Normally, I'd just use a getter and pass by value, but if I pass the pointer, that would give direct access to the resource, which would break encapsulation. Any code could just call the getter and get free reign to modify it.

The next thing I thought was that I could use const pointers because they disallow modifying the resourse they point to, but as far as I could tell, I'd need to modify Foo to accept it, which is impossible as it's a library function.

The final thing I can think of is simply using a friend of Bar to call FoobarFunction, but I've always been told that friend functions are a last resort.

Is there a way to do this without breaking encapsulation in some way?

//Main.cpp

#include "Foobar.h"

int main()
{
    Foobar fb;
    Bar b;
    fb.FoobarFunction(b);
    return 0;
}

//Bar.h

#include "Object.h"

class Bar
{
private:
    Object* mbar;
};

//Foobar.h

#include "Foo.h"
#include "Bar.h"

class Foobar
{
public:
    void FoobarFunction(Bar bar)
    {
        Foo(bar.mbar);
    }
};

Solution

  • The Easy Way Out

    You can make the pointer const and then cast it when you pass it to the library function

    Foo(const_cast<Object *>(bar.mbar));
    

    This will work if Foo does not try to modify mbar. The cast removes the constness "in name only." Attempting to modify a secretly-const value can lead to Terrible Things.

    But Really...

    Even if there was a way to make Bar return a "read-only" pointer, the code sample in your question would still violate encapsulation.
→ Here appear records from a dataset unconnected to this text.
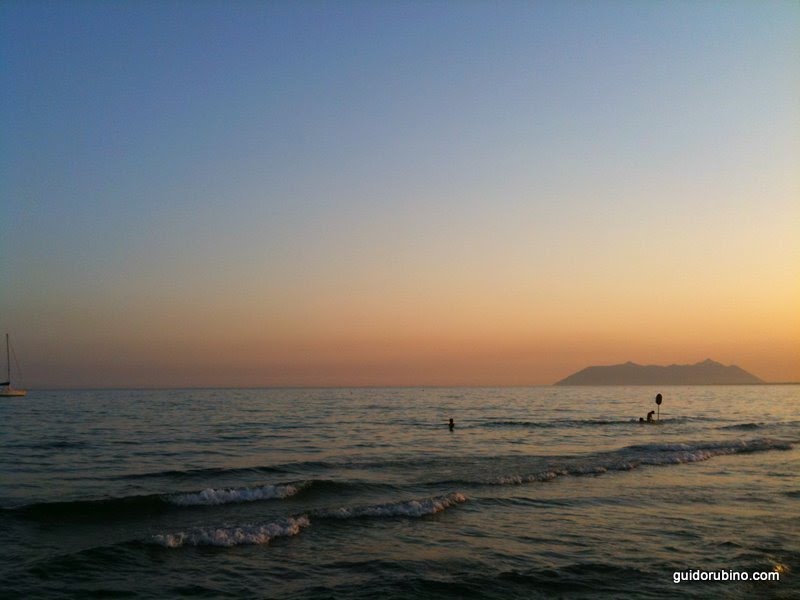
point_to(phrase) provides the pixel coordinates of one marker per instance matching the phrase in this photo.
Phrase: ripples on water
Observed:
(538, 492)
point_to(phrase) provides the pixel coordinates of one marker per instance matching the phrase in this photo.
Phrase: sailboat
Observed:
(5, 387)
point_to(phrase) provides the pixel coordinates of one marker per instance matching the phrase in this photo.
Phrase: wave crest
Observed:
(409, 508)
(233, 536)
(217, 496)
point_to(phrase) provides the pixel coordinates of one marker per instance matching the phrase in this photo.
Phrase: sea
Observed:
(540, 492)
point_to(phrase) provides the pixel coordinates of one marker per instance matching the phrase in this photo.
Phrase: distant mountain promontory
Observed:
(707, 372)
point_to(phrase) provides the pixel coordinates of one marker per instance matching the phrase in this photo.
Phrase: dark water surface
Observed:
(364, 493)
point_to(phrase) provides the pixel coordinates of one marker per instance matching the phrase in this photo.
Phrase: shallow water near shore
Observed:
(360, 493)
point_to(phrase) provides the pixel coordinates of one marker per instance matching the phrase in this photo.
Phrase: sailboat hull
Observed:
(10, 392)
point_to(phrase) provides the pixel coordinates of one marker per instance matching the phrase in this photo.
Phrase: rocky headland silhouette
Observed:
(708, 372)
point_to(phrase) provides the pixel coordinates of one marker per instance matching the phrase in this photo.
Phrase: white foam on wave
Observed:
(409, 508)
(214, 496)
(233, 536)
(651, 455)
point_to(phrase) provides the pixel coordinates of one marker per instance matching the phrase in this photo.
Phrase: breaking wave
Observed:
(214, 497)
(233, 536)
(409, 508)
(632, 457)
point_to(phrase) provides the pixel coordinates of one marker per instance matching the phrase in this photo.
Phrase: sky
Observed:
(426, 193)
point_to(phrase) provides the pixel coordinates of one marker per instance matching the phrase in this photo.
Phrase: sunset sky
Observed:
(409, 193)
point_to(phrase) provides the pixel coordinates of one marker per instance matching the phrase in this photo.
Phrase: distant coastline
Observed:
(708, 372)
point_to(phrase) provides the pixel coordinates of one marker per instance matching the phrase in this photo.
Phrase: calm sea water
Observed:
(365, 493)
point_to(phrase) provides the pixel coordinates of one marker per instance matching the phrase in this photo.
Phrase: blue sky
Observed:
(336, 177)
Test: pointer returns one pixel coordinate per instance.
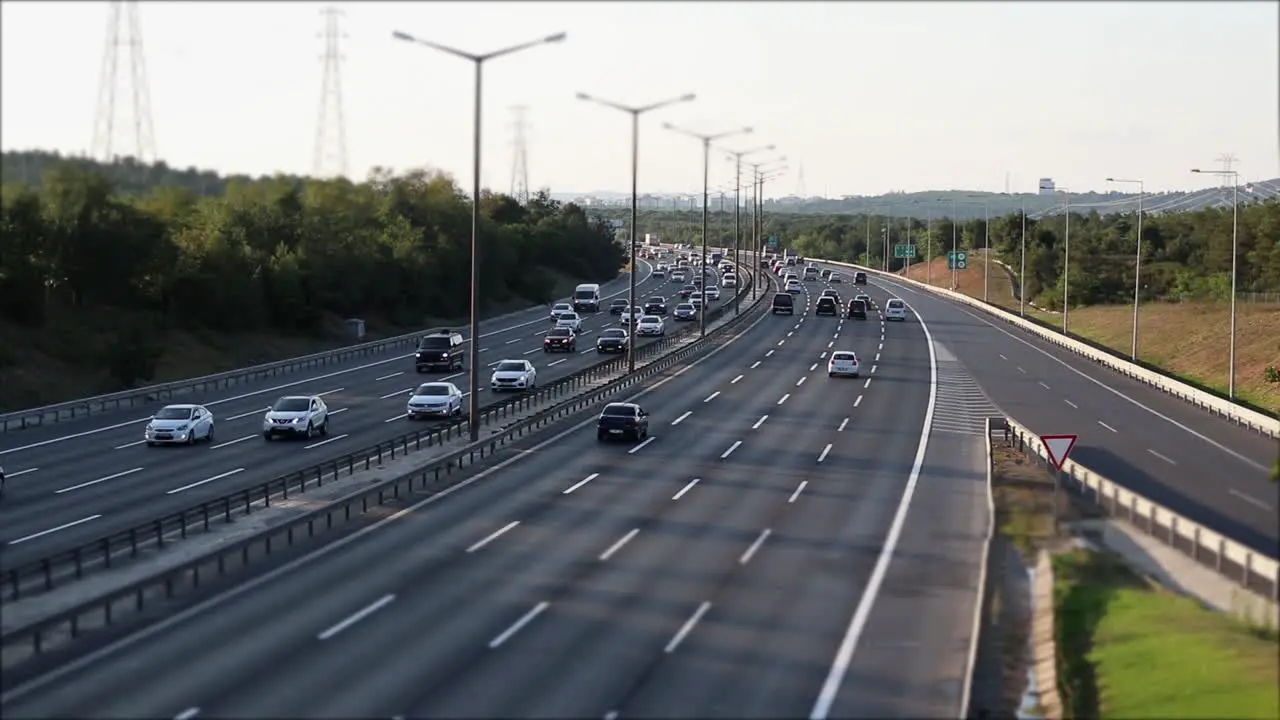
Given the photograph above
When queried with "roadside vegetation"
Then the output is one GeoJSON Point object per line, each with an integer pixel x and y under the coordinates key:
{"type": "Point", "coordinates": [117, 276]}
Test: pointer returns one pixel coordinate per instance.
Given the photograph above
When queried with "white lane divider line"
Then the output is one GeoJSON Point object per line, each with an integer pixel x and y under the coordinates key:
{"type": "Point", "coordinates": [580, 483]}
{"type": "Point", "coordinates": [334, 438]}
{"type": "Point", "coordinates": [99, 481]}
{"type": "Point", "coordinates": [63, 527]}
{"type": "Point", "coordinates": [197, 483]}
{"type": "Point", "coordinates": [519, 625]}
{"type": "Point", "coordinates": [755, 546]}
{"type": "Point", "coordinates": [618, 545]}
{"type": "Point", "coordinates": [494, 536]}
{"type": "Point", "coordinates": [357, 616]}
{"type": "Point", "coordinates": [688, 628]}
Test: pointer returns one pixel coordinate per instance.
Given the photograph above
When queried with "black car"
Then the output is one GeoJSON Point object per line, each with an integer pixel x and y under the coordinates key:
{"type": "Point", "coordinates": [560, 340]}
{"type": "Point", "coordinates": [612, 340]}
{"type": "Point", "coordinates": [622, 420]}
{"type": "Point", "coordinates": [439, 351]}
{"type": "Point", "coordinates": [656, 306]}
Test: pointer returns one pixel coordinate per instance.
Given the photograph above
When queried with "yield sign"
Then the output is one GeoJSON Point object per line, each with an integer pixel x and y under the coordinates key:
{"type": "Point", "coordinates": [1059, 447]}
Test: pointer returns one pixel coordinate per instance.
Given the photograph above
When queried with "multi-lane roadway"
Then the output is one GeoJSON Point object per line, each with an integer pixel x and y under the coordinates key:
{"type": "Point", "coordinates": [1201, 466]}
{"type": "Point", "coordinates": [785, 543]}
{"type": "Point", "coordinates": [73, 482]}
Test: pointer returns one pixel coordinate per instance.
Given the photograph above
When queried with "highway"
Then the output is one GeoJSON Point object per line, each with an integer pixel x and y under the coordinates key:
{"type": "Point", "coordinates": [73, 482]}
{"type": "Point", "coordinates": [1201, 466]}
{"type": "Point", "coordinates": [739, 564]}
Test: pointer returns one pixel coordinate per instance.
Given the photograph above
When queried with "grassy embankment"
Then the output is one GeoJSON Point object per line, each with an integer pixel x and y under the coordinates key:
{"type": "Point", "coordinates": [1125, 647]}
{"type": "Point", "coordinates": [63, 360]}
{"type": "Point", "coordinates": [1187, 340]}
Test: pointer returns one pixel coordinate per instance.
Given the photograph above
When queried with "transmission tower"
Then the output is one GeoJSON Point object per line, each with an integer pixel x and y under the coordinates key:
{"type": "Point", "coordinates": [123, 32]}
{"type": "Point", "coordinates": [520, 154]}
{"type": "Point", "coordinates": [330, 151]}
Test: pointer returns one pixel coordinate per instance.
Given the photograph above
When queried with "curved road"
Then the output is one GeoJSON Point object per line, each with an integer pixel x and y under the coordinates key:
{"type": "Point", "coordinates": [76, 482]}
{"type": "Point", "coordinates": [734, 565]}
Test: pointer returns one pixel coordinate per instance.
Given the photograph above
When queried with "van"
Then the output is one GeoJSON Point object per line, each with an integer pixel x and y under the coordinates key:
{"type": "Point", "coordinates": [586, 297]}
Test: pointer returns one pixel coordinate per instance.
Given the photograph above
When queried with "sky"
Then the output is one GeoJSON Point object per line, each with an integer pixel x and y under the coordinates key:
{"type": "Point", "coordinates": [864, 98]}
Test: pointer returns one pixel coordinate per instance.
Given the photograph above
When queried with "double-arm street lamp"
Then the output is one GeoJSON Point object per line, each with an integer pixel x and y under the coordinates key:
{"type": "Point", "coordinates": [635, 112]}
{"type": "Point", "coordinates": [1137, 265]}
{"type": "Point", "coordinates": [707, 171]}
{"type": "Point", "coordinates": [1235, 188]}
{"type": "Point", "coordinates": [479, 60]}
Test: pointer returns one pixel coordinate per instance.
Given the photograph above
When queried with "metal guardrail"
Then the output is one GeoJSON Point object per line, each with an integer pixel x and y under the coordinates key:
{"type": "Point", "coordinates": [1260, 422]}
{"type": "Point", "coordinates": [1249, 569]}
{"type": "Point", "coordinates": [105, 611]}
{"type": "Point", "coordinates": [50, 572]}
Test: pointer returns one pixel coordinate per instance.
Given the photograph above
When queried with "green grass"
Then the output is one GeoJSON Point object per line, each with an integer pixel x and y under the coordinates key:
{"type": "Point", "coordinates": [1128, 650]}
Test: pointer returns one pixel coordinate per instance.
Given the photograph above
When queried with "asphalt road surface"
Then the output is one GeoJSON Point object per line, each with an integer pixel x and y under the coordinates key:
{"type": "Point", "coordinates": [71, 484]}
{"type": "Point", "coordinates": [736, 564]}
{"type": "Point", "coordinates": [1201, 466]}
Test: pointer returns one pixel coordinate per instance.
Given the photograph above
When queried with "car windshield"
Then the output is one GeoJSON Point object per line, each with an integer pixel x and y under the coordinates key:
{"type": "Point", "coordinates": [292, 405]}
{"type": "Point", "coordinates": [173, 414]}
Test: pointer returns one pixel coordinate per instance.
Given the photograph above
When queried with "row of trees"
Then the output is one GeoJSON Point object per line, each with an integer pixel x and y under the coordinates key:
{"type": "Point", "coordinates": [278, 254]}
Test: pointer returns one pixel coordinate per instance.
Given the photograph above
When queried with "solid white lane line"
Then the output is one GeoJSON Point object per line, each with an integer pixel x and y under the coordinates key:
{"type": "Point", "coordinates": [232, 442]}
{"type": "Point", "coordinates": [618, 545]}
{"type": "Point", "coordinates": [493, 536]}
{"type": "Point", "coordinates": [750, 551]}
{"type": "Point", "coordinates": [99, 481]}
{"type": "Point", "coordinates": [686, 488]}
{"type": "Point", "coordinates": [688, 628]}
{"type": "Point", "coordinates": [356, 616]}
{"type": "Point", "coordinates": [334, 438]}
{"type": "Point", "coordinates": [580, 483]}
{"type": "Point", "coordinates": [641, 446]}
{"type": "Point", "coordinates": [63, 527]}
{"type": "Point", "coordinates": [520, 624]}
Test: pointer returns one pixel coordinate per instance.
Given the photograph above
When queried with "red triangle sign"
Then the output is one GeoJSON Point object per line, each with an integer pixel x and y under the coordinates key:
{"type": "Point", "coordinates": [1057, 447]}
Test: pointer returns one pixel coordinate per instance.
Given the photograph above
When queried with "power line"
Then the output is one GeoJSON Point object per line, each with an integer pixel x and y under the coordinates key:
{"type": "Point", "coordinates": [123, 32]}
{"type": "Point", "coordinates": [520, 154]}
{"type": "Point", "coordinates": [330, 151]}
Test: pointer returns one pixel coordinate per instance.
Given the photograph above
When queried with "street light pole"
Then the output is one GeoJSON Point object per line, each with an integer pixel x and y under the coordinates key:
{"type": "Point", "coordinates": [707, 176]}
{"type": "Point", "coordinates": [479, 60]}
{"type": "Point", "coordinates": [1235, 227]}
{"type": "Point", "coordinates": [635, 112]}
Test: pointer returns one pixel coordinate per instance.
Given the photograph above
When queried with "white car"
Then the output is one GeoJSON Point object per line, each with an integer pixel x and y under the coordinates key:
{"type": "Point", "coordinates": [650, 324]}
{"type": "Point", "coordinates": [296, 415]}
{"type": "Point", "coordinates": [513, 374]}
{"type": "Point", "coordinates": [182, 424]}
{"type": "Point", "coordinates": [842, 363]}
{"type": "Point", "coordinates": [570, 320]}
{"type": "Point", "coordinates": [434, 400]}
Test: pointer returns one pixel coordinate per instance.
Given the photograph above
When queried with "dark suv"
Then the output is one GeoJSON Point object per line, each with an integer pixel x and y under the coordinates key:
{"type": "Point", "coordinates": [622, 420]}
{"type": "Point", "coordinates": [439, 351]}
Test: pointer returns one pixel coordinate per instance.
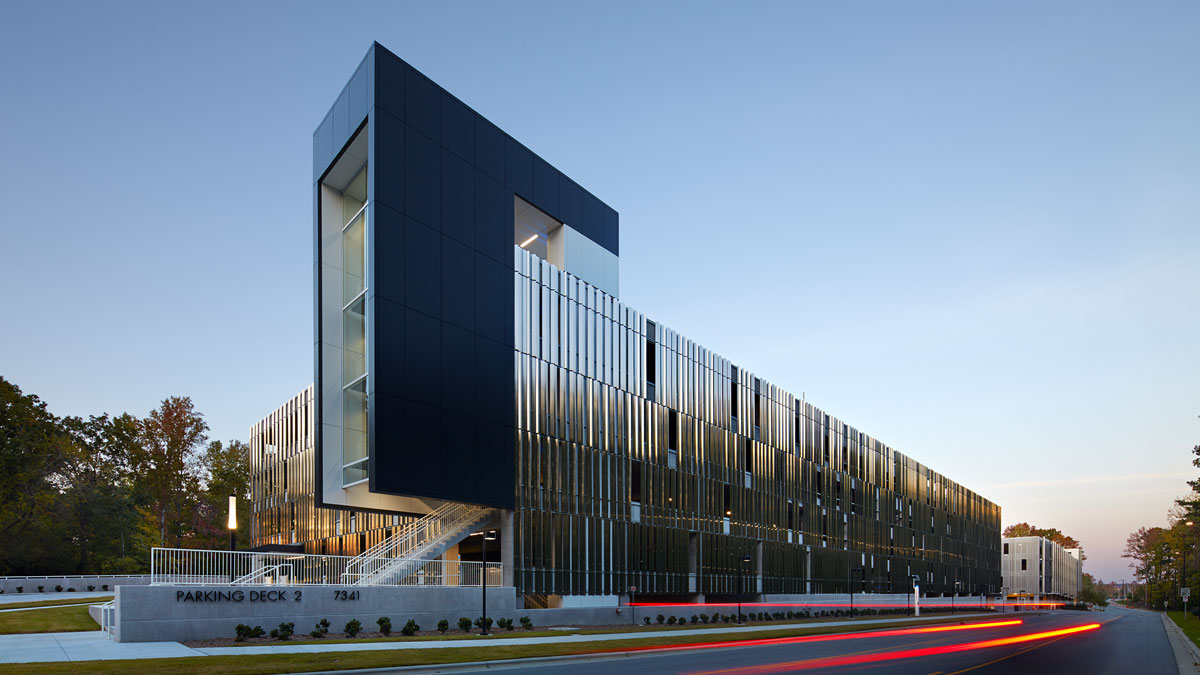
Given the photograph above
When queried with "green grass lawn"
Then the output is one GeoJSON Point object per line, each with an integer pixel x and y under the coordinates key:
{"type": "Point", "coordinates": [66, 599]}
{"type": "Point", "coordinates": [1191, 627]}
{"type": "Point", "coordinates": [57, 620]}
{"type": "Point", "coordinates": [253, 664]}
{"type": "Point", "coordinates": [654, 627]}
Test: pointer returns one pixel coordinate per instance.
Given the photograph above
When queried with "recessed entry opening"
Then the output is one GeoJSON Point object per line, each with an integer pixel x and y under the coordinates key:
{"type": "Point", "coordinates": [343, 240]}
{"type": "Point", "coordinates": [533, 230]}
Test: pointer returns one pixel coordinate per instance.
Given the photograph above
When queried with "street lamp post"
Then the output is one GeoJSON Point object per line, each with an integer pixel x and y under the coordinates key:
{"type": "Point", "coordinates": [1185, 580]}
{"type": "Point", "coordinates": [861, 571]}
{"type": "Point", "coordinates": [487, 536]}
{"type": "Point", "coordinates": [916, 595]}
{"type": "Point", "coordinates": [233, 523]}
{"type": "Point", "coordinates": [745, 561]}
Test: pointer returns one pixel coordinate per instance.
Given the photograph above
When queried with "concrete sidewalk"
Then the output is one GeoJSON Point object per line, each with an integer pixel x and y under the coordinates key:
{"type": "Point", "coordinates": [91, 645]}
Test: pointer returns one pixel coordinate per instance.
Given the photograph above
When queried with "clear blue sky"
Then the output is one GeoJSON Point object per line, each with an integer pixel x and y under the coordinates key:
{"type": "Point", "coordinates": [972, 230]}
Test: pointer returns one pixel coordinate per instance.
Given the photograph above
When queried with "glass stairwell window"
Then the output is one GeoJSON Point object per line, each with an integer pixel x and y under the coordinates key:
{"type": "Point", "coordinates": [354, 353]}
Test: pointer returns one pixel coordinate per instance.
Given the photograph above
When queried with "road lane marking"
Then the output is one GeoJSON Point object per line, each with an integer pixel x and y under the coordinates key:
{"type": "Point", "coordinates": [790, 663]}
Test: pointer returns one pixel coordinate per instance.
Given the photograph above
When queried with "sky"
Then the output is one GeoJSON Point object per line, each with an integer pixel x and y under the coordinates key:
{"type": "Point", "coordinates": [970, 230]}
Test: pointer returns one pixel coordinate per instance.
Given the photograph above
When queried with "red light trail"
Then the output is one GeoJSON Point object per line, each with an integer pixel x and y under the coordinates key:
{"type": "Point", "coordinates": [888, 633]}
{"type": "Point", "coordinates": [940, 603]}
{"type": "Point", "coordinates": [861, 658]}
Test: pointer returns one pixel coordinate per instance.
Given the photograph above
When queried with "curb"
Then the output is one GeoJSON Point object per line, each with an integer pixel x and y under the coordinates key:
{"type": "Point", "coordinates": [1187, 653]}
{"type": "Point", "coordinates": [515, 663]}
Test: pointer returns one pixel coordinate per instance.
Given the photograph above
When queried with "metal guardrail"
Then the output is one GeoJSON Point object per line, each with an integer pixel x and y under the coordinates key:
{"type": "Point", "coordinates": [269, 572]}
{"type": "Point", "coordinates": [77, 577]}
{"type": "Point", "coordinates": [198, 567]}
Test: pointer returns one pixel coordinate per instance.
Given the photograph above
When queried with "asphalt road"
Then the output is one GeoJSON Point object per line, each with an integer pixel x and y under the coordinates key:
{"type": "Point", "coordinates": [1127, 641]}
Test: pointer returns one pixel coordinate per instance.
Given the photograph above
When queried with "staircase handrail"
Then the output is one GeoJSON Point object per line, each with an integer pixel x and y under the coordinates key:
{"type": "Point", "coordinates": [409, 538]}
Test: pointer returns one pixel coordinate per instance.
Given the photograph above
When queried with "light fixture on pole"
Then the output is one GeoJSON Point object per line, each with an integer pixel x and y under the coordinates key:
{"type": "Point", "coordinates": [863, 572]}
{"type": "Point", "coordinates": [233, 523]}
{"type": "Point", "coordinates": [745, 561]}
{"type": "Point", "coordinates": [487, 536]}
{"type": "Point", "coordinates": [916, 595]}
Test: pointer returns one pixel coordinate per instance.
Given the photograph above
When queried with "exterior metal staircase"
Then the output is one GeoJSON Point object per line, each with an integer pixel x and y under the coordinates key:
{"type": "Point", "coordinates": [419, 542]}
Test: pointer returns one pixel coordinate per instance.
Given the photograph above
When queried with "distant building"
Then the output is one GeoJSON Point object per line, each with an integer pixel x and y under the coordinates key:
{"type": "Point", "coordinates": [1037, 568]}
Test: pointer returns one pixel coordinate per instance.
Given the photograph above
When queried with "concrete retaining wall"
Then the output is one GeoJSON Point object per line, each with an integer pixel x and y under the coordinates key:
{"type": "Point", "coordinates": [9, 584]}
{"type": "Point", "coordinates": [198, 613]}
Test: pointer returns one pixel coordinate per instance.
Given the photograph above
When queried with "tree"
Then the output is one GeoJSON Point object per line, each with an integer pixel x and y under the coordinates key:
{"type": "Point", "coordinates": [1053, 533]}
{"type": "Point", "coordinates": [168, 465]}
{"type": "Point", "coordinates": [1093, 592]}
{"type": "Point", "coordinates": [33, 448]}
{"type": "Point", "coordinates": [226, 472]}
{"type": "Point", "coordinates": [96, 494]}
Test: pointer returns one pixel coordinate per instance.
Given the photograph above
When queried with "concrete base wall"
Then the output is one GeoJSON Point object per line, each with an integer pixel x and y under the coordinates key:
{"type": "Point", "coordinates": [9, 584]}
{"type": "Point", "coordinates": [198, 613]}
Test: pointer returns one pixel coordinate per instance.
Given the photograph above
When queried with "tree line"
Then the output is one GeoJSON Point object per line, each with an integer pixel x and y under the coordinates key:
{"type": "Point", "coordinates": [1164, 560]}
{"type": "Point", "coordinates": [94, 495]}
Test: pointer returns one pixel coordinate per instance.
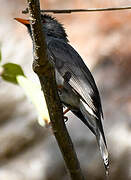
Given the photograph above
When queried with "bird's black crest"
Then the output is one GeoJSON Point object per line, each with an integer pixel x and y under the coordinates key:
{"type": "Point", "coordinates": [53, 27]}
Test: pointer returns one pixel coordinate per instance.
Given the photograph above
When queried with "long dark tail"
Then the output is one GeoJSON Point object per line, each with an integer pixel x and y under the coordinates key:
{"type": "Point", "coordinates": [97, 130]}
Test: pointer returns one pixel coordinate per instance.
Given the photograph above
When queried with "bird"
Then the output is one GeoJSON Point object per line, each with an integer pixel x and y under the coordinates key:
{"type": "Point", "coordinates": [76, 86]}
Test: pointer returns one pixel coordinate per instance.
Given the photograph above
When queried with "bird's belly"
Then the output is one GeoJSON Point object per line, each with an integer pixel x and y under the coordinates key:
{"type": "Point", "coordinates": [69, 98]}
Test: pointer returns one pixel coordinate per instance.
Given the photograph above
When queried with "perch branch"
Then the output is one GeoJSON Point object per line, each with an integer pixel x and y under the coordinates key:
{"type": "Point", "coordinates": [45, 72]}
{"type": "Point", "coordinates": [58, 11]}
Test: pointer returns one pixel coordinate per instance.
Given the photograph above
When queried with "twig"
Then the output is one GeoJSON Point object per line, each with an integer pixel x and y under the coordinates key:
{"type": "Point", "coordinates": [58, 11]}
{"type": "Point", "coordinates": [45, 72]}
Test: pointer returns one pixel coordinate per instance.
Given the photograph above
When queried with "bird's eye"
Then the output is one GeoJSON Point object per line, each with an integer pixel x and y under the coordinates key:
{"type": "Point", "coordinates": [43, 20]}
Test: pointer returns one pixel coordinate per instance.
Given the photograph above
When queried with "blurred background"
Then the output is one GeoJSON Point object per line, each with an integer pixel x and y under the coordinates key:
{"type": "Point", "coordinates": [103, 39]}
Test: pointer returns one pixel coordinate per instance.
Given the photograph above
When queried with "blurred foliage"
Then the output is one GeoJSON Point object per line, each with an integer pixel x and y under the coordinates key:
{"type": "Point", "coordinates": [11, 71]}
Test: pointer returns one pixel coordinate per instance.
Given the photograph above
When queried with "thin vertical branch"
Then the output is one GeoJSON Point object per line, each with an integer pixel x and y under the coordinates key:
{"type": "Point", "coordinates": [45, 72]}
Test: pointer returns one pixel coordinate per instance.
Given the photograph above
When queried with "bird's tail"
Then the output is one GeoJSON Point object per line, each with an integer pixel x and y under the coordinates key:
{"type": "Point", "coordinates": [95, 126]}
{"type": "Point", "coordinates": [103, 149]}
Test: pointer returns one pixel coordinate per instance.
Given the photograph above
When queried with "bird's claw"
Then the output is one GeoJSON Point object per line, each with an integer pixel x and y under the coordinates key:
{"type": "Point", "coordinates": [65, 119]}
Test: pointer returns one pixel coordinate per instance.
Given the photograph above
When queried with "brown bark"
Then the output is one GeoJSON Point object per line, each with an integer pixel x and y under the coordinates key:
{"type": "Point", "coordinates": [45, 72]}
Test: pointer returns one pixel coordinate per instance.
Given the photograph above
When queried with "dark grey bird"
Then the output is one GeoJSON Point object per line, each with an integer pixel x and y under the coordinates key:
{"type": "Point", "coordinates": [76, 86]}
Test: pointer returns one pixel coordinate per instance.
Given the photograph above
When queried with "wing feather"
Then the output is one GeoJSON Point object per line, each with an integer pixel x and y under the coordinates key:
{"type": "Point", "coordinates": [66, 59]}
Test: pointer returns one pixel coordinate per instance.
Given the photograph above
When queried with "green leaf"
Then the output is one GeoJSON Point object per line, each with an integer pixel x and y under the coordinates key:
{"type": "Point", "coordinates": [0, 56]}
{"type": "Point", "coordinates": [11, 71]}
{"type": "Point", "coordinates": [34, 93]}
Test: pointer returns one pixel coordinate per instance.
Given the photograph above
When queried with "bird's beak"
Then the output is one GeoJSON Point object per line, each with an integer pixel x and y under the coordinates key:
{"type": "Point", "coordinates": [23, 21]}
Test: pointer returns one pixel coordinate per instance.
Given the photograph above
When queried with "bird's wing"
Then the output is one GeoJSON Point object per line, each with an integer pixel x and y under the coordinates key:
{"type": "Point", "coordinates": [68, 62]}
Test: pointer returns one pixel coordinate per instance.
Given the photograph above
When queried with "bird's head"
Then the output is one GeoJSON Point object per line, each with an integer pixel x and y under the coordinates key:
{"type": "Point", "coordinates": [51, 27]}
This particular flavor of non-encapsulation is called feature envy: the data lives in one object, but another object is doing most of the data manipulation. A more object-oriented approach would be to move the manipulation and the data into the same object.

    Obviously, the sample code you've given us is much less complicated than your actual project, so I can't know the most sensible way to restructure your code. Here are a couple of suggestions:

    1. Move the FoobarFunction into Bar:

      class Bar
      {
      private:
          Object* mbar;
      public:
          void FoobarFunction()
          {
              Foo(mbar);
          }
      };
      
    2. Use dependency injection. Initialize mbar before creating Bar, then pass mbar into Bar's constructor.

      int main()
      {
          Object *mbar;
          Foobar fb;
          Bar b(mbar);
          fb.FoobarFunction(mbar);
          return 0;
      }
      

      In this example, Bar is no longer the "owner" of mbar. The main method creates mbar directly and then passes it to whoever needs it.

      At first glance, this example appears to break the guideline I mentioned earlier (the data and behavior are stored in different objects). However, there is a big difference between the above and creating a getter on Bar. If Bar has a getMBar() method, then anybody in the world can come along and grab mbar and use it for whatever evil purposes they wish. But in the above example, the owner of mbar (main) has complete control over when to give its data to another object/function.

    Most object-oriented languages besides C++ don't have a "friend" construct. Based on my own experience, dependency injection is a better way of solving many of the problems that friends were designed to solve.